Tom, Tuvok, and Neelix stood for over three hours in the corridor, awaiting Harry's reappearance. Neelix was despondent, and Tom was only a little less so. Tuvok's face was expressionless, but Tom, when he glanced over at him, did not get that sense of imperturbability that the Vulcan usually exuded. A few crewmen passed by, but if they nly ered what three of Voyager's senior officers were doing hanging outside of the quarters shared by the operations officer and the Doctor's assistant, they said nothing.
After the captain's announcement, many more people walked by, some stopping to speak with the officers and each other in hushed tones for short stretches of time before moving on. Gerron and the Delaney sisters stayed, however, as Gerron took a place by the door of Kes' and Harry's quarters, reciting a Bajoran chant in an almost inaudible voice as Megan and her sister Jenny stood next to him.
Gerron was still in the midst of his chant when Harry, his dry eyes empty of the spark of humor that they usually seemed to contain, opened the door and stepped outside of his quarters. Tom embraced him briefly, in turn Jenny and Megan also put out their arms to embrace the Ensign; but it was to Neelix that Harry finally turned. "It was peaceful, Neelix. She was . . . accepting. And she says she will stay here, to watch over us, even though we can't see her."
A subdued Neelix accepted this with unexpected reserve. "I expected something like that. She was so wonderful. Harry, did you hear the captain's announcement?"
"Yes, I did. Neelix, I was wondering if there is anything you'll want to say tomorrow."
"Of course. Do you want to come to my quarters and discuss it for a while?"
Harry looked at Tom, who waved him on with understanding. For Harry to stay in his quarters tonight would be a burden, and Neelix was probably the best person for him to be with at this time.
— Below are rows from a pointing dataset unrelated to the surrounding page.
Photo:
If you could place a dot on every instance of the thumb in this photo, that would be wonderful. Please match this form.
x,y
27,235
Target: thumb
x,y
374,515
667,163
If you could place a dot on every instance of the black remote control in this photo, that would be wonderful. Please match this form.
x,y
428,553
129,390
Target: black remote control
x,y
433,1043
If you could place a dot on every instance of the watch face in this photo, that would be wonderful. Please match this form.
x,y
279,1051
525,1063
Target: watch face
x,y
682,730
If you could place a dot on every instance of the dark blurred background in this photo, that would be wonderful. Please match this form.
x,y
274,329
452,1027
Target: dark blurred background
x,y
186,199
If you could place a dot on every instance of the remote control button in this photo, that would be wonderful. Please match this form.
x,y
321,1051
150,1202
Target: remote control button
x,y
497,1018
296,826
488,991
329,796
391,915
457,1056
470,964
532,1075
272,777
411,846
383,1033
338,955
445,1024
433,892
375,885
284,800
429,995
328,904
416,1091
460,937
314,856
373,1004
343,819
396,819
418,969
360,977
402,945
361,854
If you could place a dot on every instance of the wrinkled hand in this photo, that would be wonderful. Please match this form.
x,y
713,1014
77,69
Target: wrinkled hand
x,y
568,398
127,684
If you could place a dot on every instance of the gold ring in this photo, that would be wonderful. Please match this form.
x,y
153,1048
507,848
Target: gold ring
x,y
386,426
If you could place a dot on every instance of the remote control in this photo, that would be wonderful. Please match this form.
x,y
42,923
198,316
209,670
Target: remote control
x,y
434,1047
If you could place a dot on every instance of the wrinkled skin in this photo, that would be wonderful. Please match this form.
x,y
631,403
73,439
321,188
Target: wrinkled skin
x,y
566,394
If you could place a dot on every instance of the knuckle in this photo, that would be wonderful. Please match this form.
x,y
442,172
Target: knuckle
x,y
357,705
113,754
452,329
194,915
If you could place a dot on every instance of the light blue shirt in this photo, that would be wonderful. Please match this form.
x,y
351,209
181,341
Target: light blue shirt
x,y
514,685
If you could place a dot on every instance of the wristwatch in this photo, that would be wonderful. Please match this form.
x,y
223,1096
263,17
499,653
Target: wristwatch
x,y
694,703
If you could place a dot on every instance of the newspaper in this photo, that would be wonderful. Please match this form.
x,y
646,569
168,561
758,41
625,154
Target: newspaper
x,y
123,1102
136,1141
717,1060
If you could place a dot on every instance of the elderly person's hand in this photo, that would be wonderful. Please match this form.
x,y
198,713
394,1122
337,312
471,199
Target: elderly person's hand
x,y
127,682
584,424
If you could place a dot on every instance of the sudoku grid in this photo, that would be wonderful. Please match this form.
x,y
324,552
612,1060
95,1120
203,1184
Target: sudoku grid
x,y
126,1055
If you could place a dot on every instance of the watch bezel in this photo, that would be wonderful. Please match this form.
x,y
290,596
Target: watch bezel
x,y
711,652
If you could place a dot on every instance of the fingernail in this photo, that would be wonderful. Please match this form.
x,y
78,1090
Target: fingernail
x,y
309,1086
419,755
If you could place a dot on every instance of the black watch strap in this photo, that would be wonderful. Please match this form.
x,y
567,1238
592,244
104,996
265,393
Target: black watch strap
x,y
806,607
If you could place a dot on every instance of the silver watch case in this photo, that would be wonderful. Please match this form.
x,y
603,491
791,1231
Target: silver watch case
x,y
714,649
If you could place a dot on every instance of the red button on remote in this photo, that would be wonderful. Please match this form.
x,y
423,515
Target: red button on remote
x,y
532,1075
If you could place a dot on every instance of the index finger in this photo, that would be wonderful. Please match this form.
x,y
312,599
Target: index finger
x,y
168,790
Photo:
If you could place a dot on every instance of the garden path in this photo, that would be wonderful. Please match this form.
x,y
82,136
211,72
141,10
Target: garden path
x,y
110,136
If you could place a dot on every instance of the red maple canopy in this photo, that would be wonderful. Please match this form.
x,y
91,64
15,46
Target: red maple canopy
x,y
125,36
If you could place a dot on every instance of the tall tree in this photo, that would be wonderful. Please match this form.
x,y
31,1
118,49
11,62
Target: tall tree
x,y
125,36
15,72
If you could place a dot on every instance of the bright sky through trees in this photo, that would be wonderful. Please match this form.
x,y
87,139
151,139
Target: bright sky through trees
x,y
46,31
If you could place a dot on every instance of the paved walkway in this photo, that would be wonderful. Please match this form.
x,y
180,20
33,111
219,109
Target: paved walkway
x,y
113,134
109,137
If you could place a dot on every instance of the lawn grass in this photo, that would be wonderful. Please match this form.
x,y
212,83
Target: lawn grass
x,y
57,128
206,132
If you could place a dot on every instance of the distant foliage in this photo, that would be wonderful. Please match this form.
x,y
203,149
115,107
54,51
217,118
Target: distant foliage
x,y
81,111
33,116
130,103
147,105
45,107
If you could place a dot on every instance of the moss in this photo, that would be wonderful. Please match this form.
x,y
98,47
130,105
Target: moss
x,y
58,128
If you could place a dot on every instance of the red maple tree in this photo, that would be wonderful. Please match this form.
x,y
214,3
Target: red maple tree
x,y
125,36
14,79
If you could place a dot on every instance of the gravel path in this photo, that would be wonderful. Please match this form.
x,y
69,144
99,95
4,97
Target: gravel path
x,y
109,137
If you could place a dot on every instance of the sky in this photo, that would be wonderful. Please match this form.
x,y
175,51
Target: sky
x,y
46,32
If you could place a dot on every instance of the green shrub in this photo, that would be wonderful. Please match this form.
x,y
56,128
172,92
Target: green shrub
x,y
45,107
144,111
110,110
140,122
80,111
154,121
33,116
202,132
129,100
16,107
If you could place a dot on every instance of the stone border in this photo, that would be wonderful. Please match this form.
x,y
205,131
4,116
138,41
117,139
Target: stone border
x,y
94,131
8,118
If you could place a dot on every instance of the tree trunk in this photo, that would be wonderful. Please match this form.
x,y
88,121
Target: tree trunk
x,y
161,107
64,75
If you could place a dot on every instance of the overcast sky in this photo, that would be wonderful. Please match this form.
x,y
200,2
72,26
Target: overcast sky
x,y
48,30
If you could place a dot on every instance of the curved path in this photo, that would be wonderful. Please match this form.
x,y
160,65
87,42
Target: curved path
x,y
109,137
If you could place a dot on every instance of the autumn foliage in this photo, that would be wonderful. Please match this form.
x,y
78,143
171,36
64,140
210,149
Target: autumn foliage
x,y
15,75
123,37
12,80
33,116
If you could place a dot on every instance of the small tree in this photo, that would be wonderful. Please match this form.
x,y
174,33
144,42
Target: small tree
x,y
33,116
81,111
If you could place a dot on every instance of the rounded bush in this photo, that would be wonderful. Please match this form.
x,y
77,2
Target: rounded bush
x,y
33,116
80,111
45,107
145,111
As the two men who had been closest to Kes in her short life walked to Neelix's quarters, Gerron's mellow voice softly chanted in the background, with Megan and Jenny, now arm and arm and fighting back tears, continuing their show of support behind him.
Tom turned to his Vulcan meditation instructor, pitching his voice low so he would not disturb Gerron in his self-appointed task. "Tuvok, for a long time all of us skeptical Starfleet types have been using terms like 'spatial anomalies' and 'noncorporeal life forms' to explain away beings that are beyond our 'current understanding.' It's like by giving something a specialized scientific term, we can bring everything we don't understand into focus as science, make it all factual. As long as it all seems to fit some theory, we don't have to think about whether that something can also be described in spiritual terms, like 'soul,' for instance ."
"It is logical to try to impose order on the universe, Mr. Paris."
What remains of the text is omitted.